By Peter Ryan
Updated September 10, 2022 — 4.09pmfirst published at 12.42am
The Western Bulldogs have described the AFL’s mandated minute’s silence to honour Queen Elizabeth II immediately after the Acknowledgement of Country ceremony and before Friday night’s Indigenous round match as “insensitive”.
The league reversed its mandate after the AFLW match between the Bulldogs and Fremantle and has scrapped it for the remainder of Indigenous round games.
Sixteen out of 18 clubs provided feedback to the AFL as to why the original call should be reconsidered, due to sensitivities.
“The Western Bulldogs acknowledges the passing of Queen Elizabeth II and the way this has been attributed around the world, including in Australia, as the country’s Head of State. The club also recognises the significant and ongoing feelings of hurt within Indigenous communities that stems from colonisation and what the monarchy represents since that time,” a club statement read.
“As the match between the Bulldogs and the Dockers last night specifically kicked off Indigenous round, the club believes the decision to hold a minute’s silence directly following the Acknowledgement of Country was insensitive. It heightened the feelings of hurt and unease among Indigenous communities, as well as among the players and spectators present and viewing the match.
“The club agrees with the AFL’s decision to withhold a minute’s silence for the remainder of the AFLW’s Indigenous round.”

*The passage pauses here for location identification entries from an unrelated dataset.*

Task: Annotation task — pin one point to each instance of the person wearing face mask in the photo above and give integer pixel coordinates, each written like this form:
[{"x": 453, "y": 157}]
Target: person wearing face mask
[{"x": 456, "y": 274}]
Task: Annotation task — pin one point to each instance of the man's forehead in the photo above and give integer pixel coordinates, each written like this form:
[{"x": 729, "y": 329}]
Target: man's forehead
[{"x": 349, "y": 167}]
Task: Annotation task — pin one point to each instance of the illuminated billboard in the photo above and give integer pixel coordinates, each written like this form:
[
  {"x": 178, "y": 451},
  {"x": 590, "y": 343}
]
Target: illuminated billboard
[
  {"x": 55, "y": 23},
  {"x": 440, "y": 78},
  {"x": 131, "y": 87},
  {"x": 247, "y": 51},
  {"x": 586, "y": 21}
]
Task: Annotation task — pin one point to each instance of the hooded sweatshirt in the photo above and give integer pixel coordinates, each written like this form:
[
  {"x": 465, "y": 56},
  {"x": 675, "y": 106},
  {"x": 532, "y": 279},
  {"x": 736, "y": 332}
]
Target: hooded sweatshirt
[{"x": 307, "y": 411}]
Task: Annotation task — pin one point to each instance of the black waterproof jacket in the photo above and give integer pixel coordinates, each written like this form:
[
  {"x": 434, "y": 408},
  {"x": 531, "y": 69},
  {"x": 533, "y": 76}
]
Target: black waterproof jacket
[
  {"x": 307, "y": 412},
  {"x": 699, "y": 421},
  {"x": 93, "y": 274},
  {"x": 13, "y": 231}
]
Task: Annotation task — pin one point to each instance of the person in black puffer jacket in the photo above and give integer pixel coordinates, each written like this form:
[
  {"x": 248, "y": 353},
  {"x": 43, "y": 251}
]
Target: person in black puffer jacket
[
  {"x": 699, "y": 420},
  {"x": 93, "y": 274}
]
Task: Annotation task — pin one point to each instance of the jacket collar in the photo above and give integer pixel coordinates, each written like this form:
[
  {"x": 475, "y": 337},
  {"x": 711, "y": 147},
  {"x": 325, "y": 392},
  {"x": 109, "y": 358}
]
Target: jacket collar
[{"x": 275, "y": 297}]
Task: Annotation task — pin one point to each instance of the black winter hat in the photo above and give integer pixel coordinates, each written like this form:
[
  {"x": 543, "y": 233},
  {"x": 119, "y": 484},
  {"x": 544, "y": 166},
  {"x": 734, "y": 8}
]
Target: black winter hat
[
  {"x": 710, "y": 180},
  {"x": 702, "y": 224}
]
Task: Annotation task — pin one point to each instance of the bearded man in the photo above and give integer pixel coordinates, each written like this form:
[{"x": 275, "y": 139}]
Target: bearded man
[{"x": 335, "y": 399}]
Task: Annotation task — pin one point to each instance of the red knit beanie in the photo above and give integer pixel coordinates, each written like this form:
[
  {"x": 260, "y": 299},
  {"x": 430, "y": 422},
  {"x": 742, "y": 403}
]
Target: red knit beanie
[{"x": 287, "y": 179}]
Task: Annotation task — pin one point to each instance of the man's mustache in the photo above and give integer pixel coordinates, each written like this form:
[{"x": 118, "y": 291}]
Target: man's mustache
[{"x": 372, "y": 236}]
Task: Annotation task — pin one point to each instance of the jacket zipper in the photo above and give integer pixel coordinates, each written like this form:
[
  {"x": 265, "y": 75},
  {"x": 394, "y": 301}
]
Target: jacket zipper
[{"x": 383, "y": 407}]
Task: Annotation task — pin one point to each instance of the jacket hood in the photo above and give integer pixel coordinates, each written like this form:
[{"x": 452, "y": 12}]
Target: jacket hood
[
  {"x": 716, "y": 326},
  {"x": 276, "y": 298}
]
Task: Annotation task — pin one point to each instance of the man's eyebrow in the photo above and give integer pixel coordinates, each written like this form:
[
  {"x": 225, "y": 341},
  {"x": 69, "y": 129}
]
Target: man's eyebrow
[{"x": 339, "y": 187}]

Clubs were sent a memo late on Friday night after the league reconsidered its decision of earlier in the day in response to the Queen’s death. It followed clubs’ concerns about the lack of consultation with representatives, including Indigenous liaison officers, before the league’s decision was announced that a minute’s silence would be held at AFL, AFLW, and VFL games this weekend.
A club source said the AFL received feedback which provided potential alternatives for when the minute’s silence could be fitted into pre-game programs, rather than scrapping it, but the AFL decided to backflip on its decision, having held the minute’s silence before both the men’s and women’s games on Friday night.

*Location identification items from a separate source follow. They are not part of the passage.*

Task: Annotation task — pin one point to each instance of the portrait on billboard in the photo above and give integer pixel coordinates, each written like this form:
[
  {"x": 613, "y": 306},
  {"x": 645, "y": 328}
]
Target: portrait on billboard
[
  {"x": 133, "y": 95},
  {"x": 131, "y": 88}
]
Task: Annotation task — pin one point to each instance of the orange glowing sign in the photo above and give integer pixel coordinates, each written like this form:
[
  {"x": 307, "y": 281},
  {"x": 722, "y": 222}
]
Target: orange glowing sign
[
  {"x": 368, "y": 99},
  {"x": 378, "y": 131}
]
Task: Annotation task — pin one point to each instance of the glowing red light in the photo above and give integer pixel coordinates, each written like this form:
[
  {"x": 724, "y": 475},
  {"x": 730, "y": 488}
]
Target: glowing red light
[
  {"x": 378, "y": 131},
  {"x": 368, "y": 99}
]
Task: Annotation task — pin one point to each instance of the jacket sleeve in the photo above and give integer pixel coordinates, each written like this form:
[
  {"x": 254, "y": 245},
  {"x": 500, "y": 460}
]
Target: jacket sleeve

Among the suggestions was to hold the minute’s silence immediately after the team warm-up on field, or when the gift exchange was to occur.
Bulldogs board member and Wotjobaluk and Dja Dja Wurrung woman Belinda Duarte was at and spoke before the game to explain that the planned Welcome to Country did not go ahead because of Sorry Business.

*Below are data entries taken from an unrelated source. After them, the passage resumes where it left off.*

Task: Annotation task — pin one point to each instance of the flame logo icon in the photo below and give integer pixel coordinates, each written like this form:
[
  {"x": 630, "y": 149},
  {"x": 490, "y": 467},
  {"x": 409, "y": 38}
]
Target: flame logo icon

She said that while for many Australians it was appropriate to recognise the significance of the Queen’s passing, the formal recognition of her death before AFLW Indigenous round stirred up many emotions for First Peoples. She thanked those at the game and the club for their response and support.
“At last night’s AFLW Indigenous round match, the AFL-mandated minute of silence imposed a reflection on the impact of her life and reign. This unearths deep wounds for us. Whilst for many Australians it’s seen as appropriate to recognise the significance of the Queen’s passing, we must understand what this brings up for First Peoples, the impact of colonisation and what the monarchy represents to us and our families,” Duarte said.
“At last night’s AFLW Indigenous round match, the AFL-mandated minute of silence imposed a reflection on the impact of her life and reign. This unearths deep wounds for us.
“I want to acknowledge the sensitivity and consideration the players, staff and community expressed to me personally and collectively last night, and acknowledge the impact and influence it has since had more broadly on the round.”
There was a minute’s silence before Saturday night’s men’s semi-final between Collingwood and Fremantle, but no extra ceremony surrounding the start of the match.
In the memo sent to clubs the AFL said: “As AFLW season seven are Indigenous rounds, all existing plans to respect and honour Aboriginal and Torres Strait Islander peoples will proceed as planned.”
The AFL had earlier released a statement saying: “In honour and remembrance of Her Majesty’s life, a minute’s silence will be observed before the national anthem at this evening and tomorrow’s semi-final matches and flags will be flown at half-mast. A minute’s silence will also be observed before all AFLW and VFL matches this weekend.”